Hay gente que va por la vida con la que no es. Listos con cara de tontos, buenos con cara de malos, honrados con cara de licenciosos. Es una anomalía que, en según qué circunstancias, no se crean, puede incluso meterte en problemas. Viendo la serie documental sobre Madeleine McCann de Netflix descubro que un tipo fue declarado sospecho por, básicamente, tener cara de sospechoso.
El análisis de la personalidad a través de los rasgos faciales es una pseudociencia llamada morfopsicología. Es tan evidentemente fraudulenta que ni siquiera figura en el listado de paparruchas del Gobierno. A pie de calle, eso de radiografiarle a uno en función de su aspecto se conoce simplemente como “prejuicio” y constituye uno de los motores del mundo.
Los prejuicios son un sesgo que, desde una perspectiva evolutiva, nos han hecho más bien que mal. De ahí que resistan al paso de los milenios. Si algo tiene cara de depredador, mejor salir corriendo. Extrañamente, este comportamiento no se extiende a las jornadas electorales, y son muchos quienes, a pesar de su naturaleza eminentemente cérvida, acaban votando a personas con jeta de guepardo.
Aunque la ciencia niegue que tal cosa sea posible, todos sabemos que los dueños de perros acaban mimetizándose con sus mascotas, de manera que, tras unos años de convivencia, uno no sabe si al perro se le ha puesto la cara del dueño o al dueño la del perro.
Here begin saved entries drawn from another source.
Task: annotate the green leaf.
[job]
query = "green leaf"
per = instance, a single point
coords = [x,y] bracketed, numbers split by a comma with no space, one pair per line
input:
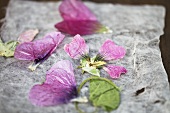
[104,94]
[91,70]
[7,49]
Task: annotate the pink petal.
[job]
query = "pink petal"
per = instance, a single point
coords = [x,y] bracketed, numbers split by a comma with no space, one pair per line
[59,87]
[75,10]
[82,27]
[40,49]
[111,51]
[28,36]
[77,47]
[115,71]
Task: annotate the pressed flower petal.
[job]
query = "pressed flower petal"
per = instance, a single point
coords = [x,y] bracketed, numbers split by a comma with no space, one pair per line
[59,87]
[82,27]
[28,36]
[111,51]
[39,50]
[75,10]
[77,47]
[114,71]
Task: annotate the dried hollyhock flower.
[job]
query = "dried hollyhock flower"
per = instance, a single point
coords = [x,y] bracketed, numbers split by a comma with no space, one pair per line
[77,47]
[28,35]
[58,88]
[78,19]
[114,71]
[109,51]
[39,50]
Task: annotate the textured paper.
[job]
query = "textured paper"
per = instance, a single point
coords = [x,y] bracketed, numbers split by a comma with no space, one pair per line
[137,28]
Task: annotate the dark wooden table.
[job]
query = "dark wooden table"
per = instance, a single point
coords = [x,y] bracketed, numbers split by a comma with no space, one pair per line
[165,39]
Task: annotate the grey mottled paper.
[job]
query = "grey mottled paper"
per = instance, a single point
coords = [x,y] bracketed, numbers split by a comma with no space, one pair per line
[137,28]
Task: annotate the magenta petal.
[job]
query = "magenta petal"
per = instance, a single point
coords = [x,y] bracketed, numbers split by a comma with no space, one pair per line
[40,49]
[111,51]
[75,10]
[82,27]
[77,47]
[28,36]
[114,71]
[59,87]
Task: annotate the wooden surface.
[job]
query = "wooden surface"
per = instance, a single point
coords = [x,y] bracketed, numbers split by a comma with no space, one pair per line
[165,39]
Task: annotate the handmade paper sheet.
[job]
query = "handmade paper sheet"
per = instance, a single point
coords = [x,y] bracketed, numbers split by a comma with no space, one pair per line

Con los políticos pasa algo parecido. Con el paso de los congresos, a los políticos se les va poniendo la cara de su partido (o al partido la de sus políticos). No hay más que ver a los barones del PSOE la cara de PSOE que tienen. Ahí radicó precisamente el problema de Sánchez, que tenía cara de nuevo partido, y la vieja guardia socialista receló y sigue recelando.
Es raro, es casi imposible que alguien con cara de tal formación triunfe en tal otra. Fíjese en los rasgos de Abascal. Visto ahora, resulta evidente que ese hombre no encajaba en el PP. Estaba claro que esa cara requería de sus propias siglas. Unas donde pudiesen recalar todas esa narices aguileñas y ceños fruncidos que llevan huérfanos de partido desde finales de los 70. Fíjese ahora en la cara de Daniel Lacalle, con esos ojillos hundidos al fondo de la calavera que parecen capaces de privatizar la sanidad con solo un vistazo.
De ahí que este año haya decidido renunciar a la razón y abandonarme al puro sesgo. Veré el debate electoral sin sonido, fijándome solo en las narices, en las cejas, en los labios y en los mentones. Me limitaré a observar los tics, las sonrisas y las miradas desesperadas fuera de cuadro en busca de la aprobación o reprobación de la jefa de prensa. Y votaré a quien, por la jeta, menor desazón me cause. Como, por otra parte, todos llevamos haciendo desde que existe la democracia.